More specifically, compensation can be categorized as base compensation, stock-based compensation, or performance-based compensation. Base compensation consists of cash compensation; stock-based compensation consists of stock options; performance-based compensation gives the recipient the choice of either monthly cash compensation or stock compensation (stock options) issued annually after the Ordinary General Meeting of Shareholders. The ratio between base compensation and stock-based compensation favors stock-based compensation. Compensation proposals are determined by the company’s past results and shared compensation data of companies listed on the Tokyo Stock Exchange compiled by specialist companies, discussed by the Nomination and Compensation Committee, then voted on by the Board of Directors.
To maintain their independent status, compensation for outside directors consists of monthly cash compensation only.
Furthermore, there is no retirement benefits system for directors.

Calculating compensation:

Methodology for determining director compensation is as follows:

Compensation for directors (excluding outside directors)
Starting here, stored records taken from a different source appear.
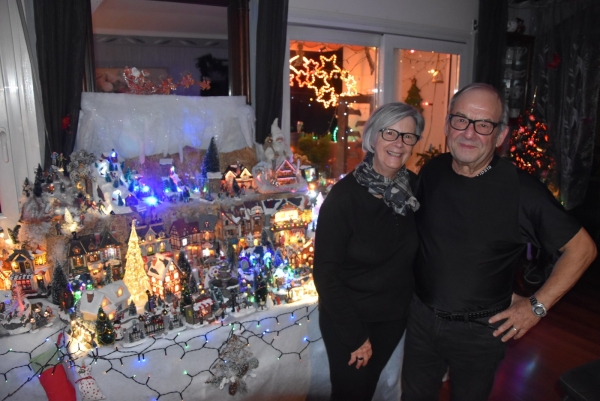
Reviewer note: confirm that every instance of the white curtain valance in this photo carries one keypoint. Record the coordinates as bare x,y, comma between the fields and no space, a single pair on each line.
140,125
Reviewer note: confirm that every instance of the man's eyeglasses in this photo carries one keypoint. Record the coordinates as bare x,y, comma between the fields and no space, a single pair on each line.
482,127
391,135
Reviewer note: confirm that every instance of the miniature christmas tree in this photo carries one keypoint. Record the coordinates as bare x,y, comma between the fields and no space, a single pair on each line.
132,308
105,333
529,147
231,256
18,296
100,193
68,216
59,283
184,266
135,277
186,297
27,187
108,275
193,284
210,164
234,364
414,96
39,180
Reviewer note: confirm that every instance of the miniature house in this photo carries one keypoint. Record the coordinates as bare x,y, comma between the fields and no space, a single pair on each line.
90,253
153,239
112,298
164,276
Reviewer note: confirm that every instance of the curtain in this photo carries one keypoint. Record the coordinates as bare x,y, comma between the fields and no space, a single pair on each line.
566,74
270,56
491,42
61,27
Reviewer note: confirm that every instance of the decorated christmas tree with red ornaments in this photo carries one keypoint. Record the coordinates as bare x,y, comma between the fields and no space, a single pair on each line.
529,146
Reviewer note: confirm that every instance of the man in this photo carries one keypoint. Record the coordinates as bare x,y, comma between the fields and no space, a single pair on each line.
477,214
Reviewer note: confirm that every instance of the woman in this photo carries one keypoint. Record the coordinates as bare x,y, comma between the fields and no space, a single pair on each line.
366,241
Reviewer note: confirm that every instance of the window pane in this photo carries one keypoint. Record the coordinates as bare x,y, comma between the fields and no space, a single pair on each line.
332,93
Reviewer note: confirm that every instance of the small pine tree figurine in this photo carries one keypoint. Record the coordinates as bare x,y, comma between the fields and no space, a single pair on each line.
132,309
186,297
193,284
39,180
211,164
105,333
235,362
59,283
184,266
108,276
414,96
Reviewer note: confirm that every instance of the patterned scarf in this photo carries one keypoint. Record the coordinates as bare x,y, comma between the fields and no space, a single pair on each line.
395,193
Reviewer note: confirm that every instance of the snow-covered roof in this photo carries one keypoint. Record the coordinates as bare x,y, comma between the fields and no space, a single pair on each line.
116,291
109,292
203,303
214,175
159,266
92,306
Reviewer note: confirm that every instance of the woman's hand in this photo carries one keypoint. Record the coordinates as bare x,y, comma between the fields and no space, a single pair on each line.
362,355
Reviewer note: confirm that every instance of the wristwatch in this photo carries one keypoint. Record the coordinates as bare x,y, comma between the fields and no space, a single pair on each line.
538,308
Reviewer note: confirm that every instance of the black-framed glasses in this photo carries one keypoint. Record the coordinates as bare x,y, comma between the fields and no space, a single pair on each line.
482,127
391,135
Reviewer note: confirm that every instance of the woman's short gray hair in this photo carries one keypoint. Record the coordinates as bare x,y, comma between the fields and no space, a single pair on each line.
386,115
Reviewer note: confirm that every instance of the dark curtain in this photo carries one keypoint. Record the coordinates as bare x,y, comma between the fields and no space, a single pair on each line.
566,72
270,56
491,42
60,27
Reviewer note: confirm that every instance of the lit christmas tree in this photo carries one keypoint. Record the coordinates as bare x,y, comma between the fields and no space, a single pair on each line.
105,333
135,277
234,364
529,145
414,96
184,266
186,297
59,283
211,163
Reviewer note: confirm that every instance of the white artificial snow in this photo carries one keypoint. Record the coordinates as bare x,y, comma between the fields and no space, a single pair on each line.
286,379
140,125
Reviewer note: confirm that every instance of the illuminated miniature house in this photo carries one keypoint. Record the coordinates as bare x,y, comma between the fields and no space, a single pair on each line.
165,276
113,298
90,253
153,239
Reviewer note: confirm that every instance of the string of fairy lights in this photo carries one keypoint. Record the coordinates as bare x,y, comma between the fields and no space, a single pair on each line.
118,357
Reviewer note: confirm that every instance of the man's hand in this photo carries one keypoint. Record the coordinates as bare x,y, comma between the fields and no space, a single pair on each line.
519,319
362,355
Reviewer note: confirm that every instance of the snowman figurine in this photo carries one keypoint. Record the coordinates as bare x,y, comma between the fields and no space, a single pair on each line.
87,385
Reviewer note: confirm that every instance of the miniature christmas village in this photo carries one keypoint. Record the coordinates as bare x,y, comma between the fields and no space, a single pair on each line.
121,255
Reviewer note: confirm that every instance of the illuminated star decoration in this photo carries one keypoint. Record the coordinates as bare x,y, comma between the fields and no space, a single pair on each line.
317,76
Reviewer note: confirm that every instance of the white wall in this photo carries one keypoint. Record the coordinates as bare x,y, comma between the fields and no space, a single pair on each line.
20,143
455,15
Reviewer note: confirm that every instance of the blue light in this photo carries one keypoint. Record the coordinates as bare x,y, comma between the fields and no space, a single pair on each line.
151,200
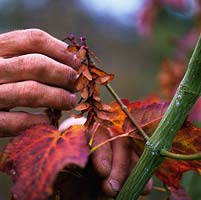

The level of base compensation and stock-based compensation is determined by factors including representation authority and the director’s position. Stock options that can only be used after a set period or retirement are issued as a form of stock-based compensation for the purpose of improving medium- to long-term corporate value and sharing value with shareholders. Performance-based compensation is determined by first considering the director’s position, a comprehensive evaluation of their department’s performance in the previous period and their personal contribution to their department’s performance, as well as the company’s performance as a whole. The base amount for performance compensation (based on the director’s base compensation) is multiplied by a performance coefficient to determine the final amount of performance compensation.

Performance evaluations are based on both company and department sales and operating income, comparing actual results against forecasts, and YoY change.

Compensation for outside directors

The amount of cash compensation awarded is determined by the director’s position using compensation data of companies listed on the Tokyo Stock Exchange compiled by specialist companies.

Decision process:

In order to protect objectivity and transparency, the compensation system and decision process for directors (excluding outside directors) is discussed by the Nomination and Compensation Committee (consisting of all outside directors, the Representative Director, and one internal director) and voted on by the Board of Directors.
The decision on compensation for individual directors is made by resolution of the Board of Directors. For directors other than outside directors, the Nomination and Compensation Committee must deliberate before a resolution is adopted by the Board of Directors.
At the Ordinary General Meeting of Shareholders held on June 28, 2016, it was decided that compensation for directors, including monthly remuneration and stock options, shall not exceed 1 billion JPY per year (and no more than 100 million JPY for outside directors).

As their role as ASB members is to audit for compliance with laws and regulations, compensation for ASB members consists of cash compensation only.